Treadwell and nearly 30 of her classmates in Professor David Starbuck’s Intro to Archaeology class are getting a first-hand look at what lies beneath the lawn of one of the oldest buildings on campus, Holmes House, which was built in the mid-1800s. Starbuck, a veteran archaeologist and renowned expert on pre-Revolutionary War military sites in upstate New York, wanted to provide students easy access to an archaeological dig without travelling far from campus.
“We can walk out the side door of our classroom building and walk 150 feet and start digging,” noted Starbuck. “That’s an important principle, we want students to learn what archaeology is like and get that experience. Not too many schools can do that.”
Holmes House pre-dates any of Plymouth State University’s academic predecessors by nearly three decades, and the grounds are a prime spot for unearthing artifacts of life before any modern conveniences.
“We’re digging on the east side of Holmes House, which has always been the backyard of the home and adjacent barn,” said Starbuck. “Right behind the rear doors of dwellings is where you find the most artifacts. There are nails from the house, pieces of pottery, buttons and buckles, tobacco pipes, pieces of butchered bone. For the folks who lived in the Holmes House in the 19thcentury, their lives are reflected all through their backyard in their trash, and the students are helping tell that story.”

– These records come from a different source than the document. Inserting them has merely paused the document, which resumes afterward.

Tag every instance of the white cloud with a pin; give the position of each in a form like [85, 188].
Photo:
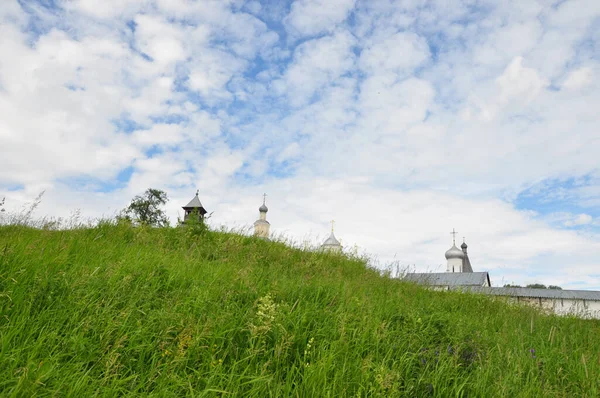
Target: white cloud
[401, 120]
[400, 52]
[317, 64]
[579, 79]
[311, 17]
[580, 219]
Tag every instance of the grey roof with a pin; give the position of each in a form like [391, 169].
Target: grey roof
[449, 278]
[331, 241]
[194, 203]
[534, 293]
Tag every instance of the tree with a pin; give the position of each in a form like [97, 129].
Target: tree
[146, 209]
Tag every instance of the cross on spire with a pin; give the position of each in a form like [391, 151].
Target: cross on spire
[453, 233]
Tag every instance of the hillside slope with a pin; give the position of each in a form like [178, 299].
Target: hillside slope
[115, 310]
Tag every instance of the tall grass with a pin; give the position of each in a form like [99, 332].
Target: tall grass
[113, 310]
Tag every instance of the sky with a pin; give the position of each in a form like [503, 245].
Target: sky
[400, 120]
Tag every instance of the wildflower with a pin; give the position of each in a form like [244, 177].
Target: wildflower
[532, 352]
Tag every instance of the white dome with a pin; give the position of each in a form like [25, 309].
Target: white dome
[454, 252]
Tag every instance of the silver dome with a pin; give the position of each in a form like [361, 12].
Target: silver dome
[454, 252]
[331, 241]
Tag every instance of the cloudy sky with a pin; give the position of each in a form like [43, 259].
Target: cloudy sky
[399, 119]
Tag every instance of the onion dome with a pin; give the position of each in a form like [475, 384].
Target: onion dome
[454, 252]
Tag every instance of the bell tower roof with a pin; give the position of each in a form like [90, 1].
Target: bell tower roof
[195, 204]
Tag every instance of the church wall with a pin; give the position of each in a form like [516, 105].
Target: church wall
[261, 230]
[456, 263]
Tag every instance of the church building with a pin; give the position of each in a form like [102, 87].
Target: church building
[194, 207]
[331, 244]
[459, 271]
[262, 226]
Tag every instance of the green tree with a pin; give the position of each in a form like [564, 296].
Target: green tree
[146, 209]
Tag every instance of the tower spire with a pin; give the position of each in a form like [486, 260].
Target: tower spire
[453, 233]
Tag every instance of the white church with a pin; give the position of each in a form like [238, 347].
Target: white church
[459, 274]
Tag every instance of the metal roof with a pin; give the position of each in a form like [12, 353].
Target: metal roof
[533, 293]
[194, 203]
[449, 278]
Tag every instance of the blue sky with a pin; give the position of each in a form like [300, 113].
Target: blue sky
[399, 119]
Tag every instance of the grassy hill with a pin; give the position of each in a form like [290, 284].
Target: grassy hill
[115, 310]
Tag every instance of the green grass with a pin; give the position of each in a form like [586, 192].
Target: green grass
[115, 310]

“I had no idea that there are things like this on our campus; It’s really interesting to think what it was like before there was a campus here,” said Sandra Johnson, a sophomore from Brookline, N.H. who is participating in the dig as a volunteer.
The artifacts are collected and stored in a laboratory in Rounds Hall, and Starbuck is hopeful the items can eventually be catalogued and displayed to the public. He and his students will continue the Holmes House archaeological dig until cold weather forces them to stop.